Europäischer Haftbefehl
Im Mai 2021 zog es den Schweizer schließlich mit seinem PKW, einem Rover 75, nach Norden. Er ließ sich den Stoff geben, verstaute ihn unter dem Fahrersitz und steuerte Richtung Heimat. Auf der A 61 indes war Schluss. Drogenfahnder zogen den Senior aus dem fließenden Verkehr, lotsten ihn auf die Raststätte Peppenhoven bei Rheinbach und fanden die Tüte mit 492 Gramm Amphetamin.
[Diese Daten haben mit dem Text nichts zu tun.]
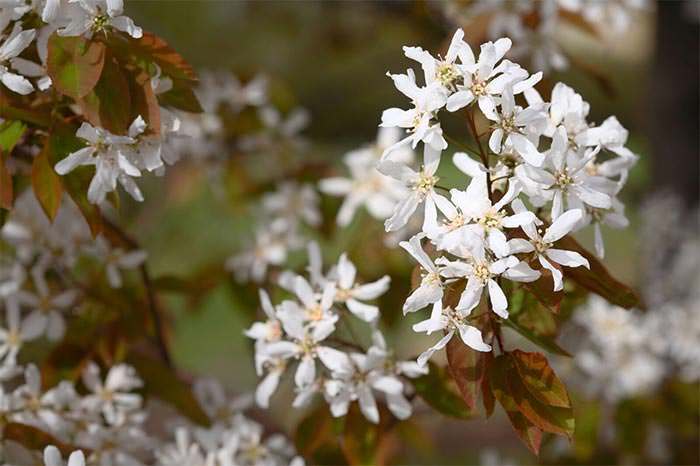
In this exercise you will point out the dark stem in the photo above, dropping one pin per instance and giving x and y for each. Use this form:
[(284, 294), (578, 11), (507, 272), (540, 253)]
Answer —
[(153, 310)]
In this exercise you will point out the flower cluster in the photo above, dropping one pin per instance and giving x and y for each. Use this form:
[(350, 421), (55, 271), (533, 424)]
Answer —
[(279, 230), (545, 173), (306, 332), (535, 25)]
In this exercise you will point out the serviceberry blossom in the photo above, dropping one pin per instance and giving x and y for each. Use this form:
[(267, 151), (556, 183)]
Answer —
[(88, 17), (366, 186), (10, 47)]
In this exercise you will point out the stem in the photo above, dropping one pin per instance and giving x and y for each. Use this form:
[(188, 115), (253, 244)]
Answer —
[(153, 310), (482, 153)]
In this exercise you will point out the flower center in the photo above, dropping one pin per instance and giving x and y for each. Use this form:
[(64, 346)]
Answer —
[(425, 183), (446, 74), (491, 219), (563, 179), (482, 272)]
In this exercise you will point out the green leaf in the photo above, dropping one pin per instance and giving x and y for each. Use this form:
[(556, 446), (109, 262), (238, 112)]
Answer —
[(540, 380), (46, 183), (153, 49), (108, 105), (436, 390), (163, 383), (467, 368), (544, 342), (6, 189), (10, 134), (75, 64), (526, 430), (62, 142), (597, 279)]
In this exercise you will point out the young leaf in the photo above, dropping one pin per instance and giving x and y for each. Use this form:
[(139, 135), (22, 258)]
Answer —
[(545, 417), (108, 105), (540, 380), (61, 143), (544, 342), (526, 430), (597, 279), (467, 368), (75, 64), (434, 388), (161, 382), (46, 183), (6, 190)]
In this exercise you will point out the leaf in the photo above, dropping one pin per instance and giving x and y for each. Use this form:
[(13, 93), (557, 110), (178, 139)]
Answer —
[(545, 417), (12, 108), (143, 101), (540, 380), (181, 97), (526, 430), (62, 142), (10, 134), (544, 342), (153, 49), (75, 64), (434, 388), (161, 382), (364, 443), (46, 183), (108, 105), (467, 368), (33, 438), (6, 189), (598, 279)]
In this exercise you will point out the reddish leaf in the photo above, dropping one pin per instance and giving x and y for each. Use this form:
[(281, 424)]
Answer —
[(181, 97), (540, 380), (436, 388), (33, 438), (6, 191), (153, 49), (161, 382), (75, 64), (144, 102), (547, 418), (526, 430), (598, 279), (46, 183), (467, 368), (108, 105)]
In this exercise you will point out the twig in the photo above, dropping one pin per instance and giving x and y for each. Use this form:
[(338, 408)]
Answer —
[(153, 311)]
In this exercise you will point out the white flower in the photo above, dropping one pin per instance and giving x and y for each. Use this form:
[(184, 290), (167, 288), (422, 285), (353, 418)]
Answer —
[(421, 186), (16, 332), (367, 186), (513, 124), (47, 307), (417, 120), (449, 321), (97, 16), (11, 47), (112, 398), (563, 178), (352, 294), (305, 346), (541, 243), (111, 164), (52, 457)]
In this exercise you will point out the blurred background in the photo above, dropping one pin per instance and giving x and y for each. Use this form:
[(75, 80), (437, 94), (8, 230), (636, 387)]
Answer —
[(331, 58)]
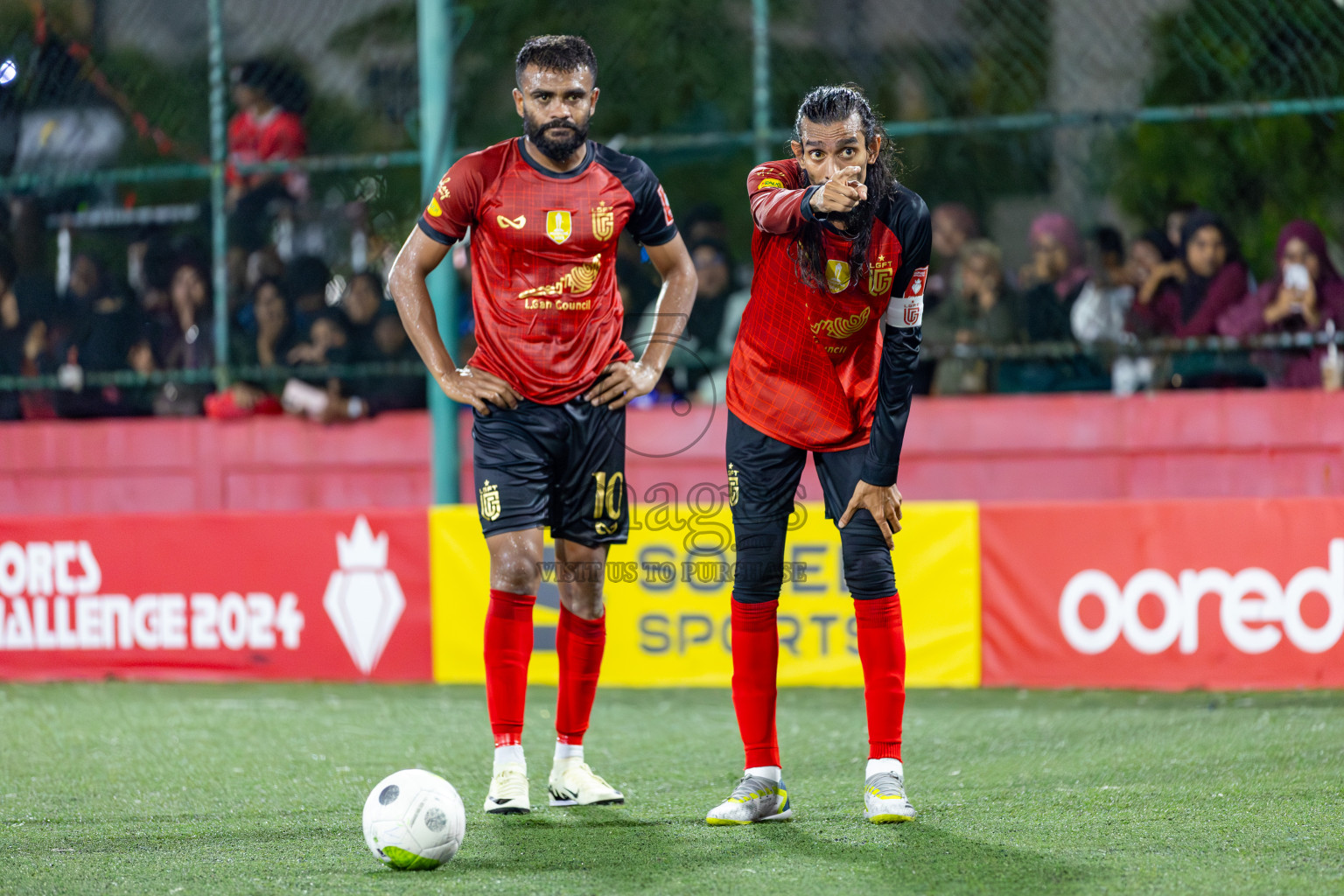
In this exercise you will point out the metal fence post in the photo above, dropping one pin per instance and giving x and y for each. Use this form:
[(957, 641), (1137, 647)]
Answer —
[(761, 78), (218, 223), (434, 35)]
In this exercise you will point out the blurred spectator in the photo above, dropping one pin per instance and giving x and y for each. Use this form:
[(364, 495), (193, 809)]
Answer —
[(1213, 278), (1303, 296), (376, 394), (272, 336), (263, 344), (268, 127), (980, 313), (952, 225), (185, 341), (305, 284), (328, 341), (1057, 276), (361, 303), (1153, 265), (1105, 300)]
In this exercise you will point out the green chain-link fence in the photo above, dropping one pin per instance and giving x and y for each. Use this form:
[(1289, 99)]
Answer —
[(1109, 112)]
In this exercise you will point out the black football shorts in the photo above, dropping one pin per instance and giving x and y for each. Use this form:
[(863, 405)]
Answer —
[(554, 465)]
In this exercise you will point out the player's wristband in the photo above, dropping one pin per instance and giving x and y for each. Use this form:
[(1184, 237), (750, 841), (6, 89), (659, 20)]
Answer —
[(808, 211)]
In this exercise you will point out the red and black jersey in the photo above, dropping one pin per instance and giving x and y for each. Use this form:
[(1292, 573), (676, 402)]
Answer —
[(812, 366), (543, 260), (275, 136)]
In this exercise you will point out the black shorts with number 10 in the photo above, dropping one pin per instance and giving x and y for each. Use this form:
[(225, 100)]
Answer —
[(554, 465)]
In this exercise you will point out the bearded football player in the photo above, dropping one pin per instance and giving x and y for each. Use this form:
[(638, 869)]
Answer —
[(549, 382), (824, 363)]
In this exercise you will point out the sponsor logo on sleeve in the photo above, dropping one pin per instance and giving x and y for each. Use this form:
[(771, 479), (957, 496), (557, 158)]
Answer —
[(558, 226), (667, 207), (604, 222), (879, 277), (917, 281), (837, 276)]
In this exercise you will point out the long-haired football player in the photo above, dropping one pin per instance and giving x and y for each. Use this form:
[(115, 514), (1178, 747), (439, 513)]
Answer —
[(549, 382), (824, 363)]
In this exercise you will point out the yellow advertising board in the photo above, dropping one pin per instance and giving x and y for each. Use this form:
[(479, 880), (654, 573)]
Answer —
[(668, 592)]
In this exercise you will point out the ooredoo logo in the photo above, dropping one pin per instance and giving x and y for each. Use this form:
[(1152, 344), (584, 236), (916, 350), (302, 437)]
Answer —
[(1256, 610)]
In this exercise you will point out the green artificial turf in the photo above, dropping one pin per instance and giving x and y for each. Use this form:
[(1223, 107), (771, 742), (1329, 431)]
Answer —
[(257, 788)]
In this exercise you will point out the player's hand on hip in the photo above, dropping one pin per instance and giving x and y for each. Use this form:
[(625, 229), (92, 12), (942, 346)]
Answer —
[(621, 383), (842, 192), (480, 389), (883, 502)]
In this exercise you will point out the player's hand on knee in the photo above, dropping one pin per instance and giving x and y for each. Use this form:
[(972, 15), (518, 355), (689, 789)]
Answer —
[(842, 192), (883, 502), (480, 389), (621, 383)]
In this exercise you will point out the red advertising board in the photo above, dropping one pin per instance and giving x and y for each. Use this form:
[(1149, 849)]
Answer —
[(1223, 594), (327, 595)]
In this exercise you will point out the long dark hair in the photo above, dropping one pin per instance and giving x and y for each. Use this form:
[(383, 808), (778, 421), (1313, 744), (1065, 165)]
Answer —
[(827, 107)]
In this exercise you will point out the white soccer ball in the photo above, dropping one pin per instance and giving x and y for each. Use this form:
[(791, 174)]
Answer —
[(414, 820)]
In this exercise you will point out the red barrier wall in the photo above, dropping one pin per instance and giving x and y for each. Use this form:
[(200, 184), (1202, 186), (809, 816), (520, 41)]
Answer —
[(326, 595), (1253, 444)]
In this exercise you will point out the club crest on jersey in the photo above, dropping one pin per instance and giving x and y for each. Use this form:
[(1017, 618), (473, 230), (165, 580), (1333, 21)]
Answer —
[(489, 501), (917, 281), (837, 276), (558, 226), (879, 277), (604, 222)]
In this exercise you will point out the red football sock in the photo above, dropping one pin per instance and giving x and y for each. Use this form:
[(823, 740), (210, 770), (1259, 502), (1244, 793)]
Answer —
[(882, 650), (756, 659), (579, 644), (508, 648)]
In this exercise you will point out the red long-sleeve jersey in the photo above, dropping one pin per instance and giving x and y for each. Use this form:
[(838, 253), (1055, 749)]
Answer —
[(824, 368), (543, 260)]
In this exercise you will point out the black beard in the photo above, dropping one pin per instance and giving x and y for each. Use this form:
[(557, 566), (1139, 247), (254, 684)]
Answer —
[(855, 220), (558, 150)]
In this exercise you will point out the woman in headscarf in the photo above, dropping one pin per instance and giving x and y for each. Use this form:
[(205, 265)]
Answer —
[(1053, 283), (1303, 296), (1214, 281), (1058, 271)]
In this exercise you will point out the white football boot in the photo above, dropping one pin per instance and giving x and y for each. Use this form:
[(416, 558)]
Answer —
[(885, 798), (508, 792), (573, 783), (752, 800)]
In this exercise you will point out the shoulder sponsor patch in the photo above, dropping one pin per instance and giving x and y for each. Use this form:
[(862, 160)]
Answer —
[(667, 207), (917, 281), (909, 312)]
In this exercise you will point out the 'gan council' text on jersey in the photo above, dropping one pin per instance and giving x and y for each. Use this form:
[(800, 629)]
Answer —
[(543, 260)]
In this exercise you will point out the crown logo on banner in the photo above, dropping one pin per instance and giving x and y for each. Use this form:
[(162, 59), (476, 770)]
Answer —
[(361, 551), (363, 597)]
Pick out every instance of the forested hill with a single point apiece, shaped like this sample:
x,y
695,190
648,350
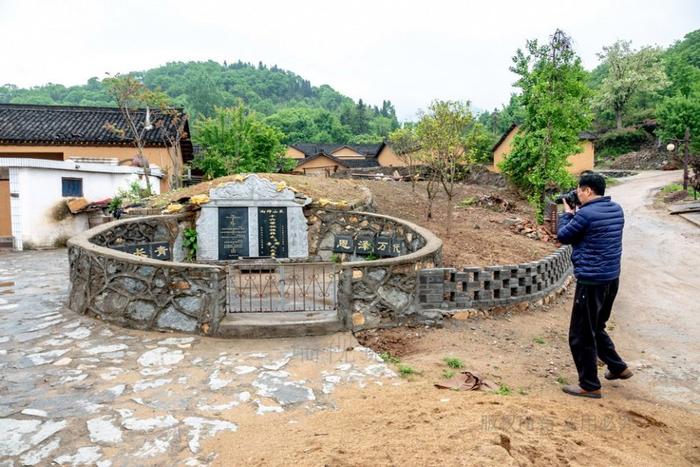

Bis zu seiner Verhandlung saß der nicht vorbestrafte Senior-Kurier drei Monate in Untersuchungshaft. Das Amtsgericht Euskirchen ließ im August 2021 Milde walten und verurteilte ihn wegen Einfuhr von Drogen sowie Beihilfe zum Handel treiben zu zwei Jahren Haft, noch mit Bewährung. Der Haftbefehl wurde aufgehoben – und den Schweizer auf freiem Fuß zog es unverzüglich und ohne weiteren Aufenthalt in seine Heimat, sicherheitshalber hinter der Grenze.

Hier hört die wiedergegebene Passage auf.